Why do I get "Error in check.data(data, allow.levels = TRUE)" when using predict in bnlearn

87 views Asked by At

The training data:

With R I need to then make 2 predictions (Buy Computer: YES/NO) based on these features

Essentially to say whether it would be Yes or No for each of the two. I've tried the code below and get the error

Error in check.data(data, allow.levels = TRUE) : the data are missing.

> library(bnlearn)
> 
> data_computer <- data.frame(predictions.table)
> data_computer$Income <- as.factor(data_computer$Income)
> data_computer$Student <- as.factor(data_computer$Student)
> data_computer$Credit.Rating <- as.factor(data_computer$Credit.Rating)
> data_computer$Buy.Computer <- as.factor(data_computer$Buy.Computer)
> 
> network_structure <- empty.graph(nodes = c("Income","Student","Credit.Rating","Buy.Computer"))
> 
> network_structure <- set.arc(network_structure,"Income","Buy.Computer")
> network_structure <- set.arc(network_structure,"Student","Buy.Computer")
> network_structure <- set.arc(network_structure,"Credit.Rating","Buy.Computer")
> 
> learned.network <- bn.fit(network_structure, data_computer)
> 
> data_computer_test <- data.frame(
+     Income = c("High", "Low"),
+     Student = c("FALSE", "FALSE"),
+     Credit.Rating = c("Fair", "Excellent")
+ )
> 
> data_computer_test$Income <- as.factor(data_computer_test$Income)
> data_computer_test$Student <- as.factor(data_computer_test$Student)
> data_computer_test$Credit.Rating <- as.factor(data_computer_test$Credit.Rating)
> 
> new_predictions <- predict(learned.network, newdata=data_computer_test, node="Buy.Computer", method="bayes-lw")
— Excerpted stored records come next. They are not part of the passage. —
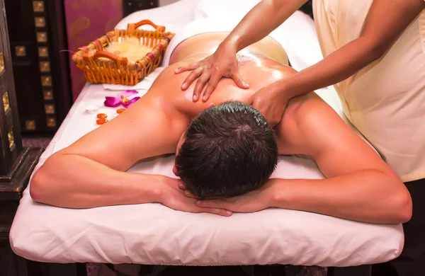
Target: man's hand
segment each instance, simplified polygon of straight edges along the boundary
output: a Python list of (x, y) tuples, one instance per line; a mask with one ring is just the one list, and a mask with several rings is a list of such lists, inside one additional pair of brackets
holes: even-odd
[(232, 212), (220, 208), (206, 208), (196, 205), (196, 200), (184, 195), (178, 188), (183, 183), (179, 179), (164, 176), (155, 176), (159, 180), (157, 190), (158, 202), (171, 209), (191, 213), (211, 213), (223, 217), (230, 217)]
[(214, 54), (198, 62), (178, 68), (175, 73), (179, 74), (186, 71), (192, 72), (183, 81), (182, 90), (187, 89), (196, 79), (198, 79), (193, 90), (194, 102), (200, 98), (202, 98), (204, 102), (208, 100), (218, 81), (223, 76), (232, 79), (241, 88), (249, 88), (238, 72), (236, 51), (225, 45), (220, 45)]
[[(252, 213), (272, 207), (273, 200), (273, 180), (270, 180), (264, 186), (244, 195), (227, 199), (198, 200), (196, 205), (203, 208), (226, 209), (240, 213)], [(184, 185), (180, 188), (184, 190)], [(188, 190), (184, 195), (190, 198), (197, 197)]]
[(267, 86), (259, 90), (246, 100), (246, 103), (252, 105), (264, 116), (271, 127), (280, 122), (289, 101), (285, 92), (281, 88), (278, 90), (276, 86), (276, 84)]

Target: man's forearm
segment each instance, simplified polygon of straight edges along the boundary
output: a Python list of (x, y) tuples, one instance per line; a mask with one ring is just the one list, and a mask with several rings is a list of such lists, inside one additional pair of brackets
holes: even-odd
[(322, 180), (271, 180), (271, 207), (372, 223), (405, 222), (412, 212), (410, 197), (393, 179), (370, 170)]
[(264, 38), (307, 0), (262, 0), (244, 17), (224, 40), (236, 52)]
[(276, 83), (277, 93), (288, 98), (341, 82), (381, 56), (367, 38), (360, 38), (334, 52), (323, 60)]
[(48, 159), (30, 183), (33, 199), (69, 208), (155, 201), (154, 176), (113, 170), (77, 155)]

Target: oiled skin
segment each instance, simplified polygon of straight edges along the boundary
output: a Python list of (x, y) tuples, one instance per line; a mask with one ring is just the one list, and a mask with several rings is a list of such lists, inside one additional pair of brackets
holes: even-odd
[[(208, 101), (193, 103), (194, 85), (181, 89), (189, 73), (176, 74), (174, 70), (210, 54), (225, 35), (198, 35), (181, 43), (171, 64), (145, 96), (46, 161), (31, 180), (34, 200), (73, 208), (159, 202), (174, 209), (204, 212), (194, 202), (170, 202), (180, 192), (164, 188), (168, 186), (163, 178), (125, 171), (140, 159), (176, 152), (191, 120), (211, 103), (246, 100), (262, 87), (294, 74), (270, 58), (286, 60), (284, 51), (280, 48), (279, 55), (278, 45), (266, 38), (239, 52), (239, 73), (249, 82), (249, 89), (223, 79)], [(271, 206), (368, 222), (409, 219), (412, 202), (403, 183), (314, 93), (292, 100), (275, 131), (280, 154), (311, 156), (327, 178), (273, 180)]]

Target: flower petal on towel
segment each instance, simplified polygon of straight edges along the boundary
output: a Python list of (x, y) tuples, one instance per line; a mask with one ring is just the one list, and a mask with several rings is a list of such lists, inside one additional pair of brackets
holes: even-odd
[(103, 103), (105, 106), (109, 108), (115, 108), (121, 104), (121, 98), (115, 97), (106, 97), (106, 100)]
[(125, 107), (125, 108), (128, 108), (130, 107), (130, 105), (131, 105), (133, 103), (135, 103), (135, 102), (137, 102), (137, 100), (139, 100), (140, 98), (140, 97), (135, 97), (126, 103), (123, 102), (123, 106)]
[(117, 98), (121, 98), (121, 96), (123, 96), (125, 98), (128, 98), (130, 96), (133, 96), (138, 93), (139, 92), (136, 91), (135, 90), (126, 90), (125, 91), (118, 93), (118, 94), (117, 95)]

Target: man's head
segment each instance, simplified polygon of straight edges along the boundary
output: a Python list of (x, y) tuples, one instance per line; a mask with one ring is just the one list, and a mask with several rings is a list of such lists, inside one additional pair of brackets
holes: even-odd
[(175, 168), (200, 197), (233, 197), (257, 189), (278, 163), (278, 146), (266, 119), (237, 101), (210, 108), (183, 134)]

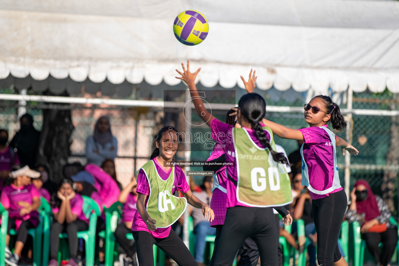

Error in check.data(data, allow.levels = TRUE) : the data are missing.

Why do I get this error?

1

There are 1 answers

0
PGSA On

From the documentation for predict() (link):

Usage
## S3 method for class 'bn.fit'
predict(object, node, data, cluster, method = "parents", ...,
  prob = FALSE, debug = FALSE)

The minimum required arguments are object, node, and data. (cluster is optional, and method, prob and debug have default values)

Your code:

new_predictions <- predict(learned.network, newdata=data_computer_test, node="Buy.Computer", method="bayes-lw")

R will correctly assume that the unnamed first argument is the object. All the others are named so will be assigned to arguments with matching names. There is no expected argument named newdata so this is passed to the ... and you are left with no data, hence the error message.

Try this:

new_predictions <- predict(
    object = learned.network, 
    data = data_computer_test, 
    node = "Buy.Computer", 
    method = "bayes-lw")